Growing Agriculture Professionals in Kentucky
Article By: Blair Thomas, farmflavor.com
In a state with fertile soil and a rich tradition of farming and breeding, it is no wonder that there are more than six thriving higher education programs that promote the future of agriculture to Kentucky’s youth.
Universities across the Bluegrass State – including the University of Kentucky, Eastern Kentucky University, Murray State University, Western Kentucky University, Morehead State University and Kentucky State University – turn out agriculture professionals prepared for careers on and off the farm.
An Industry Changes
“Agriculture isn’t just about farming anymore,” says Dr. Larry Grabau, associate dean for academic programs at the University of Kentucky’s College of Agriculture, Food and Environment. “We offer more academic programs in careers off the farm than we do on. That’s just how the industry is changing.”
And just as the careers available in the agriculture industry change and evolve, so do the students applying to Kentucky’s higher education programs.
Students’ Need to Evolve
“This week we had more than 100 students from primarily rural school districts,” Grabau says. “But early next month, we’ll have a visit from a busload of urban students from Chicago.”
He continues, “We try to tailor our educational programs to meet the needs of different kinds of students, but we believe that our majors are designed to be attractive to students from a wide variety of backgrounds.”
On UK’s main campus in Lexington, students can choose from one of 18 undergraduate degree programs ranging from agriculture biotechnology and agriculture economics to human nutrition, landscape architecture and sustainable agriculture.
The school has recently instituted a new academic enrichment requirement which gets students involved in one area of interest outside of agriculture before they graduate. This may mean a research project, an internship, an education abroad course or another creative opportunity.

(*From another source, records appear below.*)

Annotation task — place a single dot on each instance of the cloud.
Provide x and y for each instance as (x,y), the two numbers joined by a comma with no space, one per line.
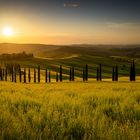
(71,5)
(123,25)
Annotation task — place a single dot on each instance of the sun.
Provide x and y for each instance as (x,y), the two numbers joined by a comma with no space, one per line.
(7,31)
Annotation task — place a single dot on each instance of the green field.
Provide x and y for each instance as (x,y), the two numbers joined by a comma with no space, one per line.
(75,111)
(52,56)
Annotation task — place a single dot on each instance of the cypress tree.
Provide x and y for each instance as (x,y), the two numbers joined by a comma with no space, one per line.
(113,74)
(72,73)
(134,71)
(100,72)
(0,74)
(29,75)
(60,73)
(6,74)
(15,77)
(20,75)
(12,74)
(83,74)
(24,75)
(131,71)
(116,74)
(49,76)
(46,75)
(38,74)
(97,74)
(34,75)
(86,73)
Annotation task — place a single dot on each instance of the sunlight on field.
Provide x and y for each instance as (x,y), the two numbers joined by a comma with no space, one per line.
(94,110)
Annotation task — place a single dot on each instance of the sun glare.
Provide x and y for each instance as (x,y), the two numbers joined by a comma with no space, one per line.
(7,31)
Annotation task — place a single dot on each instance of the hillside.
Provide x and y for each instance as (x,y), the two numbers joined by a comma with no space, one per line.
(57,51)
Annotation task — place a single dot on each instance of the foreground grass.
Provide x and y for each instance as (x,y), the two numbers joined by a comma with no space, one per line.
(94,110)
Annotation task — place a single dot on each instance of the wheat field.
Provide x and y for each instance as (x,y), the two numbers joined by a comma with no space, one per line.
(70,111)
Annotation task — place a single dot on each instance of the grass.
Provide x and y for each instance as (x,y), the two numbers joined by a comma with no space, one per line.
(75,111)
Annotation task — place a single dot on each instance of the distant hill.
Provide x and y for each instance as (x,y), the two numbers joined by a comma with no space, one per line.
(57,51)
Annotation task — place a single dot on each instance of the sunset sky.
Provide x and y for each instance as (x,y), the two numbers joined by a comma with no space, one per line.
(70,21)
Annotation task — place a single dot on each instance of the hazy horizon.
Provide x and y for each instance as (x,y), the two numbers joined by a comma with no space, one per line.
(66,22)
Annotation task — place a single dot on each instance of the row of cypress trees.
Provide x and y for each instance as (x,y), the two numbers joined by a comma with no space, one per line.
(14,72)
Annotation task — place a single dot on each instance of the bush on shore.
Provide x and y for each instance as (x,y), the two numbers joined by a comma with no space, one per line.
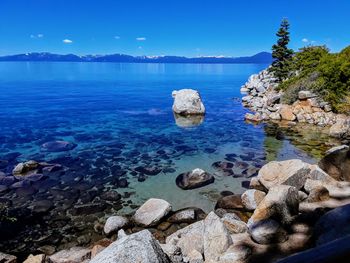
(328,74)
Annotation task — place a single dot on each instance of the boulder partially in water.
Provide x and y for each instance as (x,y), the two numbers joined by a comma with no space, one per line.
(194,179)
(138,247)
(188,121)
(187,102)
(151,212)
(114,223)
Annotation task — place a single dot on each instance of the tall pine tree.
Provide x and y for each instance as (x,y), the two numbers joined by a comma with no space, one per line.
(281,54)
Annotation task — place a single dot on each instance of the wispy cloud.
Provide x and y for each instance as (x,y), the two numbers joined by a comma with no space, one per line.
(36,35)
(67,41)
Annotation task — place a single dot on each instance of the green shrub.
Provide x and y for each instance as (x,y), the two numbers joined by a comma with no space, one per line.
(314,68)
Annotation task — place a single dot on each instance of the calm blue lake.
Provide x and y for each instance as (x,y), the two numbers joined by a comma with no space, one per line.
(120,118)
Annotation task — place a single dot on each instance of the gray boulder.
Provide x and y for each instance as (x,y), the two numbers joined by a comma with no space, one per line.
(267,232)
(194,179)
(336,163)
(188,238)
(114,223)
(216,237)
(138,247)
(72,255)
(291,172)
(305,94)
(151,212)
(281,204)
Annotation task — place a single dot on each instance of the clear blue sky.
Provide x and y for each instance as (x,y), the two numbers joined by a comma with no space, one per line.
(168,27)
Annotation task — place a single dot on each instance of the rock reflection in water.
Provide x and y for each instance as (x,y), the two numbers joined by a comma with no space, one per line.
(188,121)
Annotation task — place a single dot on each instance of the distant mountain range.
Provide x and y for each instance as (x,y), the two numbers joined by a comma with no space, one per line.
(260,58)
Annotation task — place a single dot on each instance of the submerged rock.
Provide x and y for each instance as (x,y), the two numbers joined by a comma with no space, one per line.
(138,247)
(58,146)
(186,215)
(6,258)
(187,102)
(151,212)
(35,259)
(188,121)
(291,172)
(194,179)
(230,202)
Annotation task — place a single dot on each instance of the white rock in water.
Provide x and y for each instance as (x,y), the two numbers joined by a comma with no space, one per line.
(151,212)
(72,255)
(188,102)
(138,247)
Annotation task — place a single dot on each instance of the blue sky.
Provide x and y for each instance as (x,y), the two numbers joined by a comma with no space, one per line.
(168,27)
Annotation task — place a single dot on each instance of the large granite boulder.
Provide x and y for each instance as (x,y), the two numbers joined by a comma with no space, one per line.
(72,255)
(188,238)
(286,113)
(306,94)
(138,247)
(281,204)
(187,102)
(216,237)
(291,172)
(234,224)
(114,223)
(267,232)
(336,163)
(151,212)
(194,179)
(333,225)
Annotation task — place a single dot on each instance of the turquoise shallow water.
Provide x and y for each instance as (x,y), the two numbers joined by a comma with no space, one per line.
(120,117)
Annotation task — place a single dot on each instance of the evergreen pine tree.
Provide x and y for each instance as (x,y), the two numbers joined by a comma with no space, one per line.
(281,54)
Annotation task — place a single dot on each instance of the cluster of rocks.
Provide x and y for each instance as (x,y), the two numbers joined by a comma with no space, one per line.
(265,101)
(288,208)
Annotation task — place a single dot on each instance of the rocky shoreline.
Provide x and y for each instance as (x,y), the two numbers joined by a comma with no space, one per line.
(291,206)
(265,101)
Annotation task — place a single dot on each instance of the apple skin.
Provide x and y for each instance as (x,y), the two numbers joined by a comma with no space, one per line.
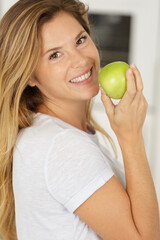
(112,79)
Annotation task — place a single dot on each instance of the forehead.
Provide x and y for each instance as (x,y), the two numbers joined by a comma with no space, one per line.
(59,30)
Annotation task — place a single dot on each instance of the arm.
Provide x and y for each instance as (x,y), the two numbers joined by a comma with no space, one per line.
(134,212)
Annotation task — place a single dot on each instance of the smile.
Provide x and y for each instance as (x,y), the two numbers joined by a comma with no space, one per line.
(81,78)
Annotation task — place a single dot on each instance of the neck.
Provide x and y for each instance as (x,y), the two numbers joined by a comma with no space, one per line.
(73,114)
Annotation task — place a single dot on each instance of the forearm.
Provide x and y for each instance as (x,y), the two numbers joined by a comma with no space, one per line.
(140,188)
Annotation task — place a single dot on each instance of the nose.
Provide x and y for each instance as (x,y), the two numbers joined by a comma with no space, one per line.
(78,59)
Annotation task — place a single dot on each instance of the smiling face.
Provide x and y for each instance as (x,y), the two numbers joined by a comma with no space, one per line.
(69,64)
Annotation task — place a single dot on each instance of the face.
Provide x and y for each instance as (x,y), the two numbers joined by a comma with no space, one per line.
(69,64)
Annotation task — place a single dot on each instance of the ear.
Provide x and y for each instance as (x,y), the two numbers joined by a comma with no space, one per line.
(32,83)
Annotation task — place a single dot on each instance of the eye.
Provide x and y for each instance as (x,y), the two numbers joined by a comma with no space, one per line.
(81,40)
(55,55)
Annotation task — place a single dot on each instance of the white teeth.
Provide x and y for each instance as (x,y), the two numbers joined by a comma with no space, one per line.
(82,78)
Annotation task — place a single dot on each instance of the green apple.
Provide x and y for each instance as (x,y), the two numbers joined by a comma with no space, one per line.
(112,79)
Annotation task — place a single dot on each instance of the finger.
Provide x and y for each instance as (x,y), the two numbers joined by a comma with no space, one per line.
(108,104)
(131,87)
(138,78)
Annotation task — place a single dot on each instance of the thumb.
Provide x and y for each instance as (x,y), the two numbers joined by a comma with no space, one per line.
(108,104)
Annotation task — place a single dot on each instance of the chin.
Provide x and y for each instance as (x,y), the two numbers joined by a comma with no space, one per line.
(92,93)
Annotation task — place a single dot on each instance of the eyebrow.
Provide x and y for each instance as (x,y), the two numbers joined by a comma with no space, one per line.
(58,48)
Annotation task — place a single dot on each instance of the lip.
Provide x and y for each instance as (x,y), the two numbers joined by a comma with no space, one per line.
(81,74)
(87,81)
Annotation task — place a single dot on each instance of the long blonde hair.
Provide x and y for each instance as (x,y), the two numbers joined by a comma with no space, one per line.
(19,53)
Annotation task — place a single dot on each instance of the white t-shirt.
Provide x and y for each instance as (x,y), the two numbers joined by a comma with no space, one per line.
(56,167)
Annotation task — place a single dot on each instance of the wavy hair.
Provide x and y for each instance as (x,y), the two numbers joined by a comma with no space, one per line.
(19,52)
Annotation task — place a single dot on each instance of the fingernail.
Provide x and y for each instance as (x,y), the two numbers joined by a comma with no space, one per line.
(130,71)
(133,66)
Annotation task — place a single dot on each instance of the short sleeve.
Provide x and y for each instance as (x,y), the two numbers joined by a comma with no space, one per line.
(75,168)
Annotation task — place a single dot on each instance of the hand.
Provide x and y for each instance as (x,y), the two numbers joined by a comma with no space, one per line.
(128,116)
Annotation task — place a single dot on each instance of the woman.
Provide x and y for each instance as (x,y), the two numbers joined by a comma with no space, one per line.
(56,181)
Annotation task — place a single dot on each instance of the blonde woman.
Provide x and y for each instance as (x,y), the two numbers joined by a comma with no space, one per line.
(56,180)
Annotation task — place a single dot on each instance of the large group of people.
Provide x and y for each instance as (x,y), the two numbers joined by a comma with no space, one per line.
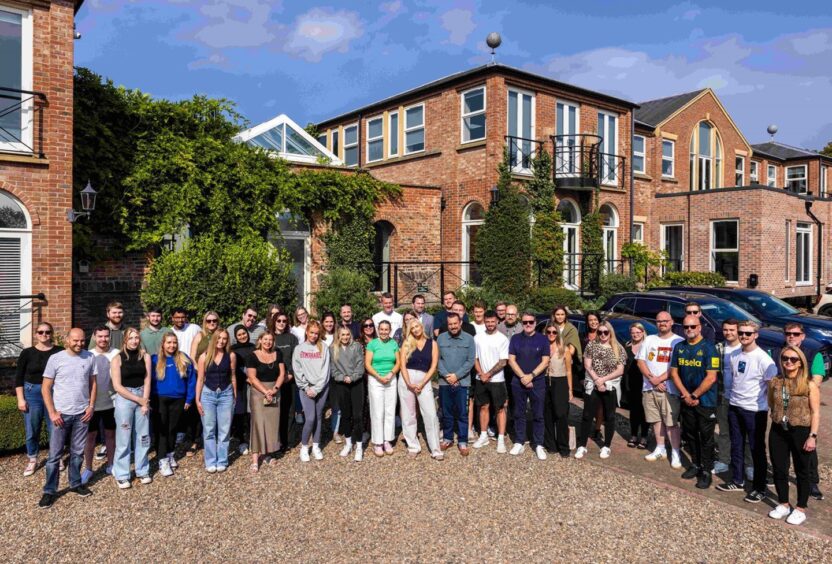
(194,385)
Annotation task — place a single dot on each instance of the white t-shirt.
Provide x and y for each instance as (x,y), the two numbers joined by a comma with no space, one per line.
(395,319)
(491,349)
(656,352)
(750,373)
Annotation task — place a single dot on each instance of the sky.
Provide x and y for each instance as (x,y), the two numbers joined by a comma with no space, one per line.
(769,62)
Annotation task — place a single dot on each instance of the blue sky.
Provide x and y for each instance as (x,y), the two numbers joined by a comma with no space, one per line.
(769,62)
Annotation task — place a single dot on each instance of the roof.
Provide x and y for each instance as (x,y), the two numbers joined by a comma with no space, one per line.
(493,68)
(654,112)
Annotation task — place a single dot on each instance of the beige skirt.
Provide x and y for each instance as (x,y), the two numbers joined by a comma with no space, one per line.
(264,422)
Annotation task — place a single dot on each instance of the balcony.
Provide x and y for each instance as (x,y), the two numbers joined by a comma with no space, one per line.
(21,122)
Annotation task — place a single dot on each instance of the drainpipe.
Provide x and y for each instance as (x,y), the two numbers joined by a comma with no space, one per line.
(819,223)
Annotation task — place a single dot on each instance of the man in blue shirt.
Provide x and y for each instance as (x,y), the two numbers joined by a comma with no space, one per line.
(693,368)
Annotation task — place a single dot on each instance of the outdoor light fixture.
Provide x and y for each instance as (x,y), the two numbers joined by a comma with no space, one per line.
(88,195)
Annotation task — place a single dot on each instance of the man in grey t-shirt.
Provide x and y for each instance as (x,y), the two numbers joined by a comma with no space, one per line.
(69,389)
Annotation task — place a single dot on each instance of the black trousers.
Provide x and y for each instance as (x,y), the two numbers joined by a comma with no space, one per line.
(781,445)
(698,425)
(609,400)
(351,398)
(556,415)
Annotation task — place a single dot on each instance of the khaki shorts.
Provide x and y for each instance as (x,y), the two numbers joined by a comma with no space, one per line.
(661,406)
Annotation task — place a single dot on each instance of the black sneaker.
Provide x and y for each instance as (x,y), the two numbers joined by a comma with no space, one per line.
(82,491)
(755,497)
(730,487)
(691,473)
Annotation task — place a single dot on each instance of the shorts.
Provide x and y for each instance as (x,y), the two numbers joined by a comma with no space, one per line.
(661,406)
(490,393)
(106,417)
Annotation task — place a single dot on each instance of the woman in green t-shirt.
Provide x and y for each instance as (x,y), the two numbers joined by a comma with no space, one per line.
(382,363)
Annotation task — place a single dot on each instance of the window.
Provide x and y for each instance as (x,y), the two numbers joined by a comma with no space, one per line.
(375,139)
(803,269)
(393,143)
(414,129)
(796,179)
(473,114)
(351,145)
(740,171)
(725,252)
(668,156)
(638,154)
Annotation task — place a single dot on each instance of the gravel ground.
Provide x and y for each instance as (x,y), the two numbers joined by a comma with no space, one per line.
(487,507)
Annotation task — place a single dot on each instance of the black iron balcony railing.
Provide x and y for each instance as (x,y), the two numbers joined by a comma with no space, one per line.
(21,122)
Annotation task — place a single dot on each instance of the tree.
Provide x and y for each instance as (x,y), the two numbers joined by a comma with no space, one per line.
(503,242)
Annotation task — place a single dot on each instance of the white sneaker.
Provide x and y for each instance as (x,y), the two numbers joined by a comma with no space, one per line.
(482,441)
(796,517)
(780,511)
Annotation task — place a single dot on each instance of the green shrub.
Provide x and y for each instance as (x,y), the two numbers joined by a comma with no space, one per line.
(346,286)
(222,275)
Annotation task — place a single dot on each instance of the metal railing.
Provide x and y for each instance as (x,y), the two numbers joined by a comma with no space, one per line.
(21,121)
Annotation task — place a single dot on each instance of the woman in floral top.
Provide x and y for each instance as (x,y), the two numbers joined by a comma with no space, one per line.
(604,361)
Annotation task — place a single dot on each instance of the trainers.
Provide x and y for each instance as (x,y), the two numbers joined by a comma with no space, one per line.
(482,441)
(780,511)
(755,497)
(796,517)
(46,501)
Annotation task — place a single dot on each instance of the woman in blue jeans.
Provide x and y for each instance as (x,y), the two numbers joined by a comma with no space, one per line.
(216,393)
(130,377)
(30,365)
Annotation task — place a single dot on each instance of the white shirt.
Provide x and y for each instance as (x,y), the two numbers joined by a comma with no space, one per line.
(750,373)
(491,349)
(395,319)
(656,352)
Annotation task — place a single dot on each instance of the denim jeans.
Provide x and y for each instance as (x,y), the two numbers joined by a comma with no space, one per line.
(76,431)
(33,418)
(454,402)
(218,407)
(131,423)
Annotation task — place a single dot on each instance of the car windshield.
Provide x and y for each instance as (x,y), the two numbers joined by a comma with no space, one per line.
(720,310)
(771,305)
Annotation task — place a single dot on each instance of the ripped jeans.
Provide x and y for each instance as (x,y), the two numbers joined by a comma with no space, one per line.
(129,423)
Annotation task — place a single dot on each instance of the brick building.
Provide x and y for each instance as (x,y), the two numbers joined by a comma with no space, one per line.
(36,85)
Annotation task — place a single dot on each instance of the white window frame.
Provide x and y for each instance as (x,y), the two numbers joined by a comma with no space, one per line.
(415,128)
(804,233)
(464,116)
(351,145)
(642,154)
(393,135)
(671,159)
(377,139)
(27,116)
(804,178)
(713,250)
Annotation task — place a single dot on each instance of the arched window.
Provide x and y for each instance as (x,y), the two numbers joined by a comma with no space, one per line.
(705,157)
(16,276)
(570,217)
(473,216)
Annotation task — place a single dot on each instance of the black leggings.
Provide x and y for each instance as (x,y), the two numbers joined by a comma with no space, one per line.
(168,412)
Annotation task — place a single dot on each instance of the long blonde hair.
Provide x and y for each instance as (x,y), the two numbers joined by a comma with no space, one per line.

Morehead State University in northeastern Kentucky offers an interesting opportunity for students at their Derrickson Agricultural Complex. The 325-acre farm is home to a state-of-the-art Equine Health Education Center, an indoor riding and livestock arena, a small animal hospital, kennel facilities and is home to 24 students year-round. Students can gain valuable practical, hands-on experience as they study toward earning one of Morehead’s 11 undergraduate agriculture degrees.
Programs Make Change
Beyond maintaining solid relationships with those in the agriculture industry, Kentucky universities also find it important to continue evolving their programs to match the ever-changing agricultural landscape around them.
Eastern Kentucky University has made significant changes in its academic programs to better incorporate changes in food production, the human environment, and energy production and management.
There’s also been a shift in emphasis to small and medium-sized agriculture enterprises, since they are more prevalent. All this has been made possible through changes in personnel, degree programs and course content, as well as upgrades in facilities and teaching farms.
The school also encourages more internships and research activities for its students.
Kentucky State University’s College of Agriculture, Food Science, and Sustainable Systems offers degree programs at both an undergraduate and graduate level.
Students can earn a bachelor’s degree in Agriculture, Food, and Environment with different four option areas including: Agriculture Systems, Food Systems, Environmental Systems and Aquaculture Systems.
Graduate degree programs in aquaculture and environmental studies are producing well-prepared leaders in these growing fields.KSU also offers land grant programs in community research and cooperative extension allowing for a wide range of internship and long-term employment opportunities.
Across the state in western Kentucky, Murray State University Hutson School of Agriculture Dean Dr. Tony Brannon stresses the importance of continuing-education programs in the local ag community.
The just-opened Arboretum at Murray State is just one of several community resources that encourage the public to connect with agriculture.
“Our newest initiative is a cooperative educational venture called West Kentucky Bioworks,” Brannon says.
This initiative aims to establish a demonstration center where farmers and others can see how to grow, process and utilize biomass crops, as well as to create a farmer network to transfer the research to farms.
Murray State offers nine academic degrees with varying areas of focus such as agronomy, horticulture, equine science and the nationally-accredited veterinary technology program.
Western Kentucky University in Bowling Green also offers a wide range of opportunities for rural and urban students, giving them ample career choices for after they graduate. Students can get work experience in a full-service floral shop at the university’s Floral Design Training Center and Floral Shop. They have the opportunity to learn about viticulture both in the classroom and outside in the vineyards. Soon, WKU students will even be able to experience cheese making at the school’s Cheese Production facility.
Speaking for all of the educational institutions across the state, Dr. Brannon sums up the importance of agricultural education programs. “We change as the industry does,” he says. “Our job is to emphasize the importance of secondary agriculture education and to help increase emphasis on college and career readiness in Kentucky.”